Do They Really Work?
Every H&S professional has been there.
- You’ve explained the risk.
- You’ve shown the data.
- You’ve walked through the logic.
- You’ve demonstrated the safer method.
And still – blank stares. Shrugs. Resistance.
- “No big deal.”
- “It’ll be fine.”
- “We’ve always done it this way.”
So sometimes, you pull out the big guns: here’s what happens when it goes wrong. And yes – scare tactics can work. But only when they’re used carefully, proportionally, and with integrity.
Why scare tactics sometimes work
Humans are wired to respond to stories, not statistics. We learn through consequences – especially vivid ones.
Sometimes workers need to:
- See the worst‑case scenario
- Understand the energy involved
- Visualise the real harm
- Recognise the fragility of “nothing has happened yet”
- Feel the seriousness of the risk
Working backwards from the worst case can be a powerful tool for identifying:
- Critical controls
- System weaknesses
- Hidden assumptions
- Realistic failure modes
It can snap people out of complacency. It can shift mindsets. It can save lives.
But – and this is the crucial part – there is a line you should never cross.
The danger of overusing fear
If everything is a catastrophe. If every job is framed as life‑or‑death. If every conversation is a horror story.
People stop listening. Fear fatigue sets in. Workers tune out. The message loses credibility. And safety becomes something people roll their eyes at.

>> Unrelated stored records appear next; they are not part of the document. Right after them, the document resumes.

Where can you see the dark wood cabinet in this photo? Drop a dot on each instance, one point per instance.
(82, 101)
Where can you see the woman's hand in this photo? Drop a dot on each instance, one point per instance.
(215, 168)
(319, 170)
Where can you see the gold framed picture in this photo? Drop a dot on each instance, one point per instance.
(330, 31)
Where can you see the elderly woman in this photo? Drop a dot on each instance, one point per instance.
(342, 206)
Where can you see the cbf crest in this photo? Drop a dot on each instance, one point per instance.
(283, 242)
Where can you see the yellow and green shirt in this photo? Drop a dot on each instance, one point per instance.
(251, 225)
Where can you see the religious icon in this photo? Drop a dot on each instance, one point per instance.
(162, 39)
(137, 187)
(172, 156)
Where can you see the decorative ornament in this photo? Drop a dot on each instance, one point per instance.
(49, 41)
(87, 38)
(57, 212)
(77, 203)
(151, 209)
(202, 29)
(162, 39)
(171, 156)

Overusing scare tactics creates:
- Desensitisation
- Cynicism
- Distrust
- Quiet resistance
- A belief that H&S exaggerates everything
And once you lose trust, you lose influence.
Don’t catastrophise beyond what is reasonably practicable
Some consultants and leaders use fear as a control mechanism:
- “If you don’t do this, someone will die.”
- “This job is extremely dangerous.”
- “You could lose a limb doing that.”
- “You’ll go to jail if you don’t follow the rules.”
But if the risk is actually low, or the scenario is wildly unrealistic, you’re not educating – you’re manipulating.
HSWA is built on reasonably practicable thinking. That means:
- Realistic scenarios
- Realistic controls
- Realistic consequences
- Realistic expectations
Not theatrics. Not exaggeration. Not fear‑mongering.
Balance is everything
Effective risk communication requires balance:
- Look at what has actually happened – not what could happen in a Hollywood script.
- Understand the difference between low reporting and low risk – silence is not safety.
- Use real examples – not invented ones.
- Be proportional – match the message to the energy and exposure.
- Be honest – not dramatic.
Fear should clarify risk, not distort it.
Scare tactics have their place – but only as one tool among many
Used well, they can:
- Break complacency
- Highlight critical risks
- Make invisible hazards visible
- Support meaningful conversations
- Reinforce why controls matter
Used poorly, they can:
- Create panic
- Undermine trust
- Damage credibility
- Infantilise workers
- Turn safety into a joke
The goal is not to terrify people into compliance. The goal is to help them understand risk well enough to make good decisions.
The real power comes from respect, not fear
Workers don’t need to be scared into safety. They need to be:
- Informed
- Respected
- Engaged
- Listened to
- Included
- Trusted
Fear may get short‑term compliance. But respect builds long‑term culture.
So, do scare tactics work?
Yes – sometimes. But only when they’re:
- Proportionate
- Evidence‑based
- Realistic
- Used sparingly
- Balanced with logic and worker insight
Fear is a tool, not a strategy. And in NZ, where we value fairness, straight‑talking, and treating people like equals, scare tactics should never be used to control people or create blind obedience.
Use them with caution. Use them with integrity. Use them only when they serve understanding, not fear.